The program has been fraught with problems from day one, starting with numerous delays caused by Rep. Harold Rogers (R-Ky.) trying — successfully — to get money for the program diverted to contractors in his Congressional district.

The redacted report also identified a broader group of information security concerns that need to be addressed before TWIC is fully implemented. The program lacks clear definitions for assigning and distributing IT system responsibilities, procedures for periodic threat reassessments on people who are granted TWIC cards, procedures for criminal history checks and a records-retention schedule.

In response to the report, the Transportation Security Administration, which is in charge of TWIC, agreed with the findings and supported the recommendations, the report said. — Government Computer News

Who wants a free pass into secured areas of airports?

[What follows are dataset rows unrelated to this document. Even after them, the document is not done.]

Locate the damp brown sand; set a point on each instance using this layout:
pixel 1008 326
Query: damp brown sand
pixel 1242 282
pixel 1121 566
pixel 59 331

Skinner recommended in his audit that TSA create a formal office to oversee TWIC security to ensure that weaknesses are fixed.

The program at first is expected to cover 750,000 workers who have unescorted access to secure port areas, including longshoremen, port employees, truck drivers and rail workers. — Baltimore Sun

“It was acknowledged in discussions with [Skinner] that a prototype system will always need further enhancements and additional work to ready it for production,” TSA deputy assistant secretary Robert Jamison wrote in his response to the report.

The problem in this case is not that a prototype system needs further work. The problem is that security took a back seat to politics. And as any security expert will tell you, the proper way to do security is to design it in to the system in the first place, not to try to graft it on later. This likely won’t be the last we hear of security problems with this program.

It should not continue to surprise anyone that a government department with “security” in its name should be unable to provide security, or even to understand security.